Paying Off Design Debt

Paying Off Design Debt

Paying Off Design Debt

Or, learning how to plan for the future when you design a website for today. This is especially true when you design for a living, and find time to work on your projects in short supply.

A little over a year ago, we redesigned our stock icon collection website IconBuffet.com. IconBuffet has been running for a few years now, but last spring we launched a couple new collections and the previous design had to go.

Since we had spent quite a bit of time working on the icon collections themselves, we really didn't have a lot of time to spend on site development to market the collections. Consequently, we took on some design debt.

Good Debt, Bad Debt

The term design debt is often used to describe what happens when software developers take shortcuts in order to deliver a product on time. For web designers, this can occur when you opt for inline CSS styles in your HTML document as opposed to externally linked CSS files that only need to be updated once to be reflected in the entire site.

Like real-world debt, design debt can come in the form of good debts and bad debts. Some debts, like a low-interest home mortgage where you are able to pay off a reasonable percentage of principal with each payment, are good debts. Others, like high-interest credit cards, are bad debts.

Design is the same way. Sometimes, for the sake of time or other constraints, you are forced to take on a little debt. While it may take you 60 hours to get website design 95 percent valid as XHTML, that last 5 percent may take you another 20 hours. In the grand scheme of things, that's probably not a good use of time. Better to take on the debt (it's okay, your customers won't die), launch the site sooner than later, and then pay off the debt after launch.

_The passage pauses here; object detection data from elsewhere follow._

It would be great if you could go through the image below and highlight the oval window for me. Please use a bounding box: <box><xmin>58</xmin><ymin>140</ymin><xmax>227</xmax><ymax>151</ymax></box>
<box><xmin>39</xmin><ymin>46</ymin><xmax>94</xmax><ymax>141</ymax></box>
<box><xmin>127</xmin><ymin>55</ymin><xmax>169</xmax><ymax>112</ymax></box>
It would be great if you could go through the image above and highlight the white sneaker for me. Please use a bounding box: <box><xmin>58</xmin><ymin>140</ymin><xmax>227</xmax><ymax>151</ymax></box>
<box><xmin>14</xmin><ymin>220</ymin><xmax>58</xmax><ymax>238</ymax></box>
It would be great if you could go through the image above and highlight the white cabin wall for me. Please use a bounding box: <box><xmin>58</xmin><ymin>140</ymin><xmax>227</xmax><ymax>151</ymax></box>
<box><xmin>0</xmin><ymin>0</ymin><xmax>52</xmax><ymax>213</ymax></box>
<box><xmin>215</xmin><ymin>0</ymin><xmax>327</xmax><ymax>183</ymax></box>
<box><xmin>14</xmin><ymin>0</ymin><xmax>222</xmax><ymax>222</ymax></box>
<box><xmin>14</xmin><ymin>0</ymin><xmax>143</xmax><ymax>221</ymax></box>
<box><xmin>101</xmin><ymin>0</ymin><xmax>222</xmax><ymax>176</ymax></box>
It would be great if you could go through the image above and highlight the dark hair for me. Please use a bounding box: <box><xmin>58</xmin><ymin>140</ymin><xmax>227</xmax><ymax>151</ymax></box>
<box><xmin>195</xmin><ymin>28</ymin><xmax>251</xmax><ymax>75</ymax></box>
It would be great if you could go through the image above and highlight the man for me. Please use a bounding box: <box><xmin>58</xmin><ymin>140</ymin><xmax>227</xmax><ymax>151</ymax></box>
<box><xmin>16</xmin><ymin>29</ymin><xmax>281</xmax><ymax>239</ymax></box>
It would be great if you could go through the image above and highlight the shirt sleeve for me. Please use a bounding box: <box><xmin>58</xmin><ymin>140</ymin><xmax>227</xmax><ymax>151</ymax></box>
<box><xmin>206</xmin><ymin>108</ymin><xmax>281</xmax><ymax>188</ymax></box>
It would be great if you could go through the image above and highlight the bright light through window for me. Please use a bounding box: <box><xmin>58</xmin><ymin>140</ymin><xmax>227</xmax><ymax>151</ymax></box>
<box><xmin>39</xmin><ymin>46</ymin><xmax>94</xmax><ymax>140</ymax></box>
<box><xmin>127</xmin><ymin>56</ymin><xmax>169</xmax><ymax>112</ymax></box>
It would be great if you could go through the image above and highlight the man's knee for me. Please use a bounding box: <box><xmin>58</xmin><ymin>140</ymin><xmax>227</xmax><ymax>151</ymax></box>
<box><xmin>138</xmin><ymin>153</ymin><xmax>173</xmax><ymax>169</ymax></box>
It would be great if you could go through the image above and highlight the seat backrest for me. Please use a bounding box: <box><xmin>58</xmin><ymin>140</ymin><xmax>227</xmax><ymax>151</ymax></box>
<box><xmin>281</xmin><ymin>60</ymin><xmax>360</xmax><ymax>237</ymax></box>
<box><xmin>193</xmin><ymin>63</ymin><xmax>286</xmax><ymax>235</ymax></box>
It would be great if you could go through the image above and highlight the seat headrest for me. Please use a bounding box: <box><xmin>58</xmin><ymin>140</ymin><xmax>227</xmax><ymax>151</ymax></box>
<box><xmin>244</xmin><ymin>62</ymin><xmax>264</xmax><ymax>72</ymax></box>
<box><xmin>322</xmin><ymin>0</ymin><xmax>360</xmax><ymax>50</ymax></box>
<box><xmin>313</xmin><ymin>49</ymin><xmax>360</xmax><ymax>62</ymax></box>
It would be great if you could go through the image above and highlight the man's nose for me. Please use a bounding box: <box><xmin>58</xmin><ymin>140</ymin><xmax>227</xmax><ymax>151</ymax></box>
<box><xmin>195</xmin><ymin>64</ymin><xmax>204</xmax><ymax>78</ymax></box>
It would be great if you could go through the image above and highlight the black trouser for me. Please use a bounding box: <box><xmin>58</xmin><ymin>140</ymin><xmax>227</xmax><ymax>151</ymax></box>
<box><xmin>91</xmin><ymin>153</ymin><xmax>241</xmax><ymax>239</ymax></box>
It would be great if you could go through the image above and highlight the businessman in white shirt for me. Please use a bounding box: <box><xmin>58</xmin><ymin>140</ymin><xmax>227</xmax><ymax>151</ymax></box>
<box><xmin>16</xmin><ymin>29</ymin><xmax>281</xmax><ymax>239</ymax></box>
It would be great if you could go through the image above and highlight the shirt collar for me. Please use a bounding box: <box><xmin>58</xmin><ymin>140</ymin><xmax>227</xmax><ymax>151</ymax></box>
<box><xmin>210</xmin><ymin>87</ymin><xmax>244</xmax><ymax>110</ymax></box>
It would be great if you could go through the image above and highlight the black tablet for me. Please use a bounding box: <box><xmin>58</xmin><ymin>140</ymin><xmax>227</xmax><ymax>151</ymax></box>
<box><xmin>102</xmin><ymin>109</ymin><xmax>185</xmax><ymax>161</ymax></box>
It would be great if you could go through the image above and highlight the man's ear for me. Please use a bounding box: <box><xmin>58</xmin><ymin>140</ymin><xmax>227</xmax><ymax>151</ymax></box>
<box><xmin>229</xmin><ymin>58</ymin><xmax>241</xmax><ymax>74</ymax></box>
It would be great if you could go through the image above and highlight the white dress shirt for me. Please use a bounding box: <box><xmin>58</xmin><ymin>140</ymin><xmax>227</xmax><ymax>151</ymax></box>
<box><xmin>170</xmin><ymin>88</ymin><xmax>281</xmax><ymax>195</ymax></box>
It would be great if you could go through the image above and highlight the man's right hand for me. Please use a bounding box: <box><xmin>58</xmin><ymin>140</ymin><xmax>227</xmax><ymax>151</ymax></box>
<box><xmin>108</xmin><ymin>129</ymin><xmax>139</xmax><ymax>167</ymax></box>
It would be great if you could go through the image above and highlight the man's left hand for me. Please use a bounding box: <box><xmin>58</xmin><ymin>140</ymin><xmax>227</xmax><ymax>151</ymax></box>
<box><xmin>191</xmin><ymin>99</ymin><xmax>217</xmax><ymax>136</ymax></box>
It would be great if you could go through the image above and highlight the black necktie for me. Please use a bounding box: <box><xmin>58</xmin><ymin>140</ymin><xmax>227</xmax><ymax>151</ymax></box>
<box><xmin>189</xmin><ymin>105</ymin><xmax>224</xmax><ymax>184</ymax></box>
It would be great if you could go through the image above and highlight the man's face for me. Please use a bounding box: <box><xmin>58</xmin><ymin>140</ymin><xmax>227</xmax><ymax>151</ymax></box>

For us, getting the IconBuffet website out the door, even if it wasn't ultimately what we wanted was a good debt. It allowed us to begin generating income quickly off of products we had spent a considerable amount of time producing.

We opted for a simple, one-column design, powered with MovableType. It is extremely lo-fidelity. We didn't have the time to invest in developing a customized shopping cart, so we opted to use PayPal instead. In the end, we took on design debt in several places.

However, for the most part, this was good debt. We separated our content from presentation with MovableType; separated presentation from structure with CSS; and used a readily available service in PayPal to process our transactions. We avoided pitfalls by creating modular design elements and images that we could potentially reuse when the time came for a redesign.

And now that time has come... Over the last year, we've added a plethora of new stock icon collections to IconBuffet, and the design is starting to break. The debt we took on a year ago now needs to be paid off.

We probably could have paid it off quite some time ago, but its okay that we didn't. The current site, as it is, has performed very well. It has served its purpose, and allowed us to launch many new collections with relatively low overhead given to site development. The point is that although we took on some design debt, it was a relatively small amount with a low-interest rate. Kinda like getting zero percent for 13 months.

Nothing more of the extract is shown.